Democratic leaders, working mostly behind closed doors, have been crafting a specific legislative agenda that was supposed to have been unveiled in November, then January, but it has not yet been released.
"There's no delay," Manley said, adding that Democrats have been focused in recent months on "drawing attention to the misplaced priorities of the Republican Party."
Some observers say Democrats are notorious for wasting too much time searching for consensus, only to end up with a muddled theme - or none at all.
The party doesn't need a "package wrapped up with a nice bow" like the Republicans' 1994 Contract With America, but leaders need to have some sort of compelling message, Duffy said.
"There's absolutely time" before November, she said. "But the clock is ticking on Democrats to offer something."
Other observers say the biggest problem Reid and Pelosi have is with the Democratic National Committee, headed by Dean.
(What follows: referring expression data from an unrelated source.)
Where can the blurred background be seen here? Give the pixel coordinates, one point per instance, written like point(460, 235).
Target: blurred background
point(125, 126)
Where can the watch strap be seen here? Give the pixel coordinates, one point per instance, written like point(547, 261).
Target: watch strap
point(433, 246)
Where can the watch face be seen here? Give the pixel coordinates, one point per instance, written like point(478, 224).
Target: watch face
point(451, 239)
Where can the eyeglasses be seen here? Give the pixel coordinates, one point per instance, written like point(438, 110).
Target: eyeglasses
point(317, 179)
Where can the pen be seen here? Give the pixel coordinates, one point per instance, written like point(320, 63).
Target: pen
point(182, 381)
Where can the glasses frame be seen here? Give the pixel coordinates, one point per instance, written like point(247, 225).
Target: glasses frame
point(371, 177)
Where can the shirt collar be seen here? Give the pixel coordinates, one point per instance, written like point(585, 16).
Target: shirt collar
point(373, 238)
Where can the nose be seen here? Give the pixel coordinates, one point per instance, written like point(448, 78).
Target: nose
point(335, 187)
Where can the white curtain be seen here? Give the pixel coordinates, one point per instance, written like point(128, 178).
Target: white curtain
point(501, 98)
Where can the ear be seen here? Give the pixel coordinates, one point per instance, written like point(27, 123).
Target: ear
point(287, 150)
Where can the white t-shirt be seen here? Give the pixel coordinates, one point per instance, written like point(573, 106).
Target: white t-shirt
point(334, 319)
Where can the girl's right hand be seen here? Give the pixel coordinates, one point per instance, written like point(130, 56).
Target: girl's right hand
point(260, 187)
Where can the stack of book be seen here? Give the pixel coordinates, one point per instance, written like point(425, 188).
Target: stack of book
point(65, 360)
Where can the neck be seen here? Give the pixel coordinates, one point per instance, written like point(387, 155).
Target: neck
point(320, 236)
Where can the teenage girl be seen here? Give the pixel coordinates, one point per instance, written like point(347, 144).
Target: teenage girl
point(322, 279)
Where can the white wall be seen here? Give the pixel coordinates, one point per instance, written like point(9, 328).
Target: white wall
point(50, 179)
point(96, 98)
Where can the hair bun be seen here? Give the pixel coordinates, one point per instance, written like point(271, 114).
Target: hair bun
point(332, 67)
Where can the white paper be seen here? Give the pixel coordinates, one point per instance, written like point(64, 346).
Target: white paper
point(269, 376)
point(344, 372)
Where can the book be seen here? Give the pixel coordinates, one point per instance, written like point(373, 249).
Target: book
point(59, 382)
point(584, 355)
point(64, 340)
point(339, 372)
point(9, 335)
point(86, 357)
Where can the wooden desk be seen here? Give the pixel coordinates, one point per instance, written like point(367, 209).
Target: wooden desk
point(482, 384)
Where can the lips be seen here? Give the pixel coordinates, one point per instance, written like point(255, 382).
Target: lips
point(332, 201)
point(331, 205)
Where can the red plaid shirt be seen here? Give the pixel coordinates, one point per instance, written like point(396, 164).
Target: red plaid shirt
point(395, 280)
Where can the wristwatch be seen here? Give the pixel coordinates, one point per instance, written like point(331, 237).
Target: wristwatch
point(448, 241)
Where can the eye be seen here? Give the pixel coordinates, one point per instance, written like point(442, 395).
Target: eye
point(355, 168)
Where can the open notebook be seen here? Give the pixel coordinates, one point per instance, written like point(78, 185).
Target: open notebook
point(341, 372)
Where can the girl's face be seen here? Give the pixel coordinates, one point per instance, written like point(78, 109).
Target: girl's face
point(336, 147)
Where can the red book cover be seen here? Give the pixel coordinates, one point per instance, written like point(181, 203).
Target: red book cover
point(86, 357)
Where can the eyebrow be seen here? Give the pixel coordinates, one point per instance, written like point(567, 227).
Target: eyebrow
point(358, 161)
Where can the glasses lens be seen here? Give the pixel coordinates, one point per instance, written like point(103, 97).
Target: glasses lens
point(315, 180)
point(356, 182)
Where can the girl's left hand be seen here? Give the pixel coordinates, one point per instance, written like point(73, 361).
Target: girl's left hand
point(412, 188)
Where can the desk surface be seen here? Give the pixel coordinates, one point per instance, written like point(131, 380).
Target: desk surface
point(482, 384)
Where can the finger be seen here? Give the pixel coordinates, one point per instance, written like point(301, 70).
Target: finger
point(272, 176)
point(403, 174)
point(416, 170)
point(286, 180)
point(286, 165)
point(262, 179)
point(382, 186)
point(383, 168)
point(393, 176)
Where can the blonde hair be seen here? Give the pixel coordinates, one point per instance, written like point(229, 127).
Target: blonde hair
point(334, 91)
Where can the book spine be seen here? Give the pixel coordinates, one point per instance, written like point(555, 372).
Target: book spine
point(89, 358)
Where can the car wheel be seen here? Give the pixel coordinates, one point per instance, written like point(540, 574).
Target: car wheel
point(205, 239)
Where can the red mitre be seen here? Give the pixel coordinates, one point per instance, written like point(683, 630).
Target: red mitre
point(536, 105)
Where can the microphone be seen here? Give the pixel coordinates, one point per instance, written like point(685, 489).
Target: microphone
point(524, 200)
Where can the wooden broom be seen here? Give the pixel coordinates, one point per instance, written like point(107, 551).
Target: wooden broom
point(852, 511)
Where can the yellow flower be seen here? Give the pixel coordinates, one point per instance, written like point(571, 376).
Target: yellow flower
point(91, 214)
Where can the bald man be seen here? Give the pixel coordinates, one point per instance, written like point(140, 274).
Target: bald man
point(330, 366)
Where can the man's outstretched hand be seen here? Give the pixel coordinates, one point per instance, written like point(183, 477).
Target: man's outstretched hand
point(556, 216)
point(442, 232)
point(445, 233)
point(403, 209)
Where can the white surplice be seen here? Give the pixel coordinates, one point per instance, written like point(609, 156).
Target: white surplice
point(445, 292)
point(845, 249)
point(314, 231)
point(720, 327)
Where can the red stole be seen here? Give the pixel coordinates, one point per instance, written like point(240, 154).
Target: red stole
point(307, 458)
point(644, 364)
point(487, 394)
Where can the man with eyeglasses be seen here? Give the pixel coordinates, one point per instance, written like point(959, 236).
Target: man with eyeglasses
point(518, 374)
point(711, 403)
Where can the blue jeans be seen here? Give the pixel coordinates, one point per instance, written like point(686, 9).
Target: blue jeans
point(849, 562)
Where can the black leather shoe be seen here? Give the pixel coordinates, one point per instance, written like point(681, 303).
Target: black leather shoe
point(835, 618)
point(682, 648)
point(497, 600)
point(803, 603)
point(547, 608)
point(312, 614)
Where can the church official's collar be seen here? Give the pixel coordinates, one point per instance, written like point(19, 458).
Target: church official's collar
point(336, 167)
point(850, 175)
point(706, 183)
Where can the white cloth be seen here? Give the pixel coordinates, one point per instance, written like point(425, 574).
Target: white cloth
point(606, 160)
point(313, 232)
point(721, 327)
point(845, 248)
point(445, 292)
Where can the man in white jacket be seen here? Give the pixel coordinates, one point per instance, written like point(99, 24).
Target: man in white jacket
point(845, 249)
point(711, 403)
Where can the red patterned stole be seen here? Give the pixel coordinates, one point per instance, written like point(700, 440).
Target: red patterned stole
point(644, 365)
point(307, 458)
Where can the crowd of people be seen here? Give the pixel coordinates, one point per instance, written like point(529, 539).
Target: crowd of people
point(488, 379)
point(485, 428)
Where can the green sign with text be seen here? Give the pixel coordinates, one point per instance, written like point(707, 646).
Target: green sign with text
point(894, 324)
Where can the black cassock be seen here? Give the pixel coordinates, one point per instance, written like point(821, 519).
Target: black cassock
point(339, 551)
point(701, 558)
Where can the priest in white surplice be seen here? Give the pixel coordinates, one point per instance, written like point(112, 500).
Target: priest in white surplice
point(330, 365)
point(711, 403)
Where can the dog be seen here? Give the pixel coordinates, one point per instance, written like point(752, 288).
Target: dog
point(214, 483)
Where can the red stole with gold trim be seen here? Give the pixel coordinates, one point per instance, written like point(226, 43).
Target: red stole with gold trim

The media have picked up on a rift between the Washington leaders and Dean and his disciples in the states.
While Reid and Pelosi are more focused on picking up congressional seats in 2006, Dean and his followers have an eye farther into the future and are building strong organizations in all states, including traditionally Republican ones, said Jim Edmunson, Oregon Democratic Party chairman.
Reid and Pelosi need to mend their fence with Dean and work together on a coherent message, Edmunson said.
"They ignore this (rift) at their peril," Edmunson said. "It could be they don't have a message. It could be that they are not good at getting it out. The national party can help them in either case."
Others say Reid has nothing to worry about.
The notion that Democratic leaders are blowing an opportunity is merely media hype spun from recent stories in the Times and Washington Post - "the buzz of the week," said Larry Sabato, director of the University of Virginia's Center for Politics.
It ignores history because voters in midterm elections vote based on the job they think the president and congressional leaders are doing - not as the result of a bunch of political strategizing, Sabato said.
"People don't react to all these things like they are inside the Beltway," Sabato said.
"There is nothing the Democratic leaders can do," Sabato said. "It's the Democratic activists who are whining and complaining who could help themselves by shutting their mouths. They're distracting attention away from what the election will be and should be about - the president and Congress. They're just giving the press something to write about."